А между тем башмаки какие купить она могла только на деньги Павла: своих у нее не было ни копейки.
Тщетно она ломала себе голову, как бы и куда от него уехать. Ехать к матери не было никакой возможности, так как та сама чуть не умирала с голоду; воротиться другой раз к мужу - она совершенно не надеялась, чтобы он принял ее.
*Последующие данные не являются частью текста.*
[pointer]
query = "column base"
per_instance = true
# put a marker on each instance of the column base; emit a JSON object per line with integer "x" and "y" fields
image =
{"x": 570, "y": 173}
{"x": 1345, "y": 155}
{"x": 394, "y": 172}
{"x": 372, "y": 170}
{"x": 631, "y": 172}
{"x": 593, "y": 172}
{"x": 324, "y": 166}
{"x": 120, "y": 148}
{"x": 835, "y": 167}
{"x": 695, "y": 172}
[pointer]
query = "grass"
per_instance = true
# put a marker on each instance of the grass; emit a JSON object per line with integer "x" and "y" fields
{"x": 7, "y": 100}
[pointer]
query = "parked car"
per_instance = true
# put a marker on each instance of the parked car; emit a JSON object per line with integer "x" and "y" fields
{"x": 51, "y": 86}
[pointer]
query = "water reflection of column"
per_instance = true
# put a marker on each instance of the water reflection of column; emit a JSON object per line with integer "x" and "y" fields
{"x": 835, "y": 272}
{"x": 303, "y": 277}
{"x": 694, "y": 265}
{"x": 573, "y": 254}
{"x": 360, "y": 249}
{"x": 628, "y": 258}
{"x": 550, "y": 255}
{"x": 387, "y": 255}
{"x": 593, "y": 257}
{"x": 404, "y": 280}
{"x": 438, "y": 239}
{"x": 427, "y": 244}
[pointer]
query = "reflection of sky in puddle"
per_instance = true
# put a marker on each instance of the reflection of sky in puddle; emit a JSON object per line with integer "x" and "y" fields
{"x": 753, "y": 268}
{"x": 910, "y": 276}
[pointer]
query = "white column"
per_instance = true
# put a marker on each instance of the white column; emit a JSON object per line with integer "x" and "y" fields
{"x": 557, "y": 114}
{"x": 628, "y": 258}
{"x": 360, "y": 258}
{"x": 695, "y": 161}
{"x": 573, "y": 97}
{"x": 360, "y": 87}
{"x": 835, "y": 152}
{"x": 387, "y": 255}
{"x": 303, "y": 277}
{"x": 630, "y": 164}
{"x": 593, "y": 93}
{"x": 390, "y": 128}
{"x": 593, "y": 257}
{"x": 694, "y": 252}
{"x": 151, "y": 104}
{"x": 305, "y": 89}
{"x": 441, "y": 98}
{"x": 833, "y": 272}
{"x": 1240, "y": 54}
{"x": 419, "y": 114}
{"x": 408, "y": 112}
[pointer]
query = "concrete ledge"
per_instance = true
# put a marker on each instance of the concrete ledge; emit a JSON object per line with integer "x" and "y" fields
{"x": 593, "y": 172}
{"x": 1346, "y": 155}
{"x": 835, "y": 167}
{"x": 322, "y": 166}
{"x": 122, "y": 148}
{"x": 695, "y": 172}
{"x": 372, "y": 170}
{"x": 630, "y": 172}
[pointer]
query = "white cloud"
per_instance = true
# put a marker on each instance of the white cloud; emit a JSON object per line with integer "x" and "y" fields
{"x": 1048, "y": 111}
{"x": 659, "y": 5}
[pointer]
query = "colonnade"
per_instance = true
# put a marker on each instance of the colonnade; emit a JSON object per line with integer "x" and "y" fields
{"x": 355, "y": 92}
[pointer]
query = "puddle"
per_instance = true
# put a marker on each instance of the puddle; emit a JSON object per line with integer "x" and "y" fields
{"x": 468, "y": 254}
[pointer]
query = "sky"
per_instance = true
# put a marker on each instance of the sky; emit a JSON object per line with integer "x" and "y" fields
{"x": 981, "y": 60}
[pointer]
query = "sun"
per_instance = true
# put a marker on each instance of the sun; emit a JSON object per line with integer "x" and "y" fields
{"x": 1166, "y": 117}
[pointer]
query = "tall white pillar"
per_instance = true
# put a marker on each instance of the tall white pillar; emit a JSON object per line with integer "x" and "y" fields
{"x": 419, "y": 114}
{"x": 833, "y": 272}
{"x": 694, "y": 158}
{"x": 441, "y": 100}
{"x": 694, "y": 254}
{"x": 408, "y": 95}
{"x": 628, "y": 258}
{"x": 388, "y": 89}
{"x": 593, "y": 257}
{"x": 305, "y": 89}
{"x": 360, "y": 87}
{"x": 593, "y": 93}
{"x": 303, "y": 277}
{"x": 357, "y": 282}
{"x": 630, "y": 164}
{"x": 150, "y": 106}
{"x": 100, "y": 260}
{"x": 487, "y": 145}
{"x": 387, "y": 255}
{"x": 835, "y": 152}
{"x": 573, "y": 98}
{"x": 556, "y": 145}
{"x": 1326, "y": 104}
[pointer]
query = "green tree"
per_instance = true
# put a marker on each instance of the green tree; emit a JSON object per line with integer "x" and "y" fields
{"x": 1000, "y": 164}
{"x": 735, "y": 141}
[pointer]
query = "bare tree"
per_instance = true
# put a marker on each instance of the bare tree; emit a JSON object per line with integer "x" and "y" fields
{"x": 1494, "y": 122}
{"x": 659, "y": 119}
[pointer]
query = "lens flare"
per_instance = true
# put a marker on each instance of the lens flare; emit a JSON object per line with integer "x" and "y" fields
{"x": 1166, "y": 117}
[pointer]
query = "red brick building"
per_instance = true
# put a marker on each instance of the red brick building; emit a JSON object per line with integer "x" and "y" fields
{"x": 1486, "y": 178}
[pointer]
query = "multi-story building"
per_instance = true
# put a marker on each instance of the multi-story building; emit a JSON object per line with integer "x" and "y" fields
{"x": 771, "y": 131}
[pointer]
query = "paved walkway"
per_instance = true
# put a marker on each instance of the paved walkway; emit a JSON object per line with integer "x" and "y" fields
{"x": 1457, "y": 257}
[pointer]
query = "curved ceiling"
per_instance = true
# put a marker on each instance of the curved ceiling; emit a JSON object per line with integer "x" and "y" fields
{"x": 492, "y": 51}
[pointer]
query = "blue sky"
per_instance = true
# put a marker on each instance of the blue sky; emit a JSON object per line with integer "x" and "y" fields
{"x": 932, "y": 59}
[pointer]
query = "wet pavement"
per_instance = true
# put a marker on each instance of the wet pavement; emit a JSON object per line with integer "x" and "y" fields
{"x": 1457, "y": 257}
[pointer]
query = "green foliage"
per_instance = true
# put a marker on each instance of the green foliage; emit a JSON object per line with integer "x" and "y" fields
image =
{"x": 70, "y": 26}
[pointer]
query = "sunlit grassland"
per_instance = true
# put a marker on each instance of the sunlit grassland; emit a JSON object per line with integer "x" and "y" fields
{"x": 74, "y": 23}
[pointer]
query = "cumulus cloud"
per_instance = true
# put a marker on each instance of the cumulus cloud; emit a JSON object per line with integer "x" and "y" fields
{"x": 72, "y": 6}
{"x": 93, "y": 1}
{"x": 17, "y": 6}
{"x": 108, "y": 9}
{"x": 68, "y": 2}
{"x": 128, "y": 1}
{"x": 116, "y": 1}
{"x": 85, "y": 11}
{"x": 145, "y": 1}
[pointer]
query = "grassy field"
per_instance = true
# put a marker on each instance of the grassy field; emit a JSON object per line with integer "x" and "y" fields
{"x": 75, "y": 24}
Заинтересуйся в это время Клеопатрой Петровной какой-нибудь господин с обеспеченным состоянием - она ни минуты бы не задумалась сделаться его любовницей и ушла бы к нему от Павла; но такого не случилось, а время между тем, этот великий мастер разрубать все гордиевы узлы человеческих отношений, решило этот вопрос гораздо проще и приличнее. Однажды Фатеева сидела в своей комнате, а Павел - в своей. Последнее время он почти постоянно занимался, готовясь к выпускному экзамену. Клеопатре Петровне подали письмо; она, взглянув на адрес, сделала довольно равнодушную мину. Письмо было написано рукою m-lle Прыхиной. Преданная девица сия вела со своей приятельницей самую длинную и самую неутомимую переписку.
"Cher ангельчик! - начинала она это письмо, - в то время, как ты утопаешь в море твоего счастия, я хочу нанести тебе крошечный, едва чувствительный для тебя удар, но в котором заранее прошу у тебя извинения. Твой муж, гонимый бурными потоками жизни, приближается к лону отцов своих. Он заболел и теперь опасно болен. Я стороной услыхала, что его обкрадывают разные приближенные особы, и решилась сама поехать к нему. Он обрадовался мне, как какому-нибудь спасителю рода человеческого: целовал у меня руки, плакал и сейчас же стал жаловаться мне на своих горничных девиц, которые днем и ночью оставляют его, больного, одного; в то время, как он мучится в предсмертной агонии, они по кухням шумят, пляшут, песни поют. Именем нашей дружбы, умоляю тебя приехать к нему. Я сама ему сказала об этом, и он, бедный, в какой-то детский восторг пришел: "Неужели она приедет ко мне? Скажите, что я оставлю ей все состояние, только бы она приехала и успокоила меня". Не сделаешь ты этого, ангельчик, у вас все будет растащено, и если ты приедешь после его смерти, ничего уж не найдешь. Поля твоего поцелуй за меня".